Bellin had the opportunity to learn more about fisheries management while on the job. “As long as you have a good understanding of the science behind the data, you can communicate the findings pretty well,” he said.

He has been working with data sets related to different ocean features – including seabed type, temperature and depth. Using GIS software (such as Esri’s ArcGIS Pro, ArcGIS Online and StoryMaps), he is able to display hundreds of thousands of data points across time and space or time and geographies — in a visual way that immediately speaks to industry leaders and regulators as well as the wider public.

“One of the things that Garrett’s work will do is stimulate the debate about how the sanctuaries can be used, and what their viable lifetime is,” said Mann. “As climate change moves species around, the old arguments about distribution at time A don’t apply at time B and C.”

Global water warming is not simply a fisheries’ matter, but it feeds into our overall understanding of climate change.

“Water covers two-thirds of the Earth’s surface and transports a lot of the heat around the globe,” said Mann. “These sort of temperature studies are critical, and so Garrett is moving into this larger sphere of debate about climate change in using data sets that are actually integral part of ocean models that talk about global heat modeling and transport.”

Influencing industry decisions

Within the SCEMFIS framework, Bellin has been presenting to business partners twice a year, working on succinct proposals aiming to attract industry funding.

“It’s funny that it’s become normal now, but every time I go to any of these conferences, I’m the only undergraduate student,” he said. “It’s always a bit scary to hear all these professors ask for funding and then hope that my presentation will work out. But it always seems to make people interested. So, I guess I’m doing something right.”

When it comes to GIS, it’s Bellin that industry partners want to talk to – and as Mann pointed out, the student is fully capable of standing up for himself.

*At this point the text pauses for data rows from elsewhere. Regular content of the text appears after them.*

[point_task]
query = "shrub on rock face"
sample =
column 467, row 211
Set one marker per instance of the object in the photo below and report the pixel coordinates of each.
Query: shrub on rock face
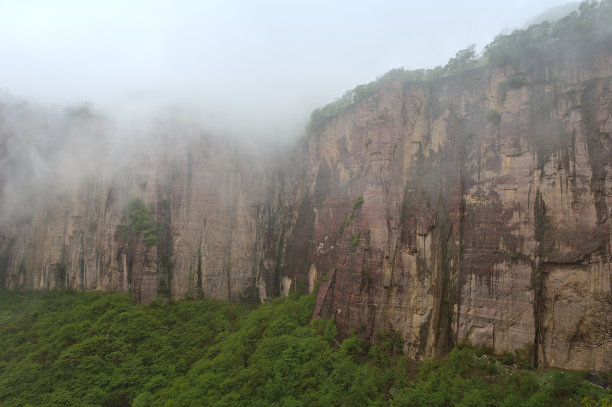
column 139, row 222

Garrett Bellin '25 presents his research at a small conference.
“It’s funny that it’s become normal now, but every time I go to any of these conferences, I’m the only undergraduate student,” said Bellin.

“It’s not just the skill set of presenting for 12 minutes,” said Mann. “It’s also the skill set of being able to sit over a cup of coffee with somebody who is running a multimillion-dollar company and is saying, ‘How is this information going to affect my investments?’”

Mann defined Bellin as “a catalyst” and now intends to expand on the idea to use GIS at the state level to support fisheries management. He has started cooperating with another GIS student, whom he wants to put in the position of “speaking to user groups whose livelihood depends on these data sets.”

White stressed the importance of getting to know CGA students and their capabilities, so to be able to match their skills with faculty needs. Student-faculty collaborations, she said, can start with something very simple and grow into much larger projects, as Bellin’s case demonstrates. These kinds of connections are reflective of William & Mary’s efforts to offer the most personal education of any public university in the nation.

“One of the real treasures of doing this work is watching undergraduates become enthused by ideas,” said Mann. “In terms of personal growth, you give them an experience that I think is extraordinarily novel. And at the same point, they become ambassadors for our programs. They become ambassadors for William & Mary.”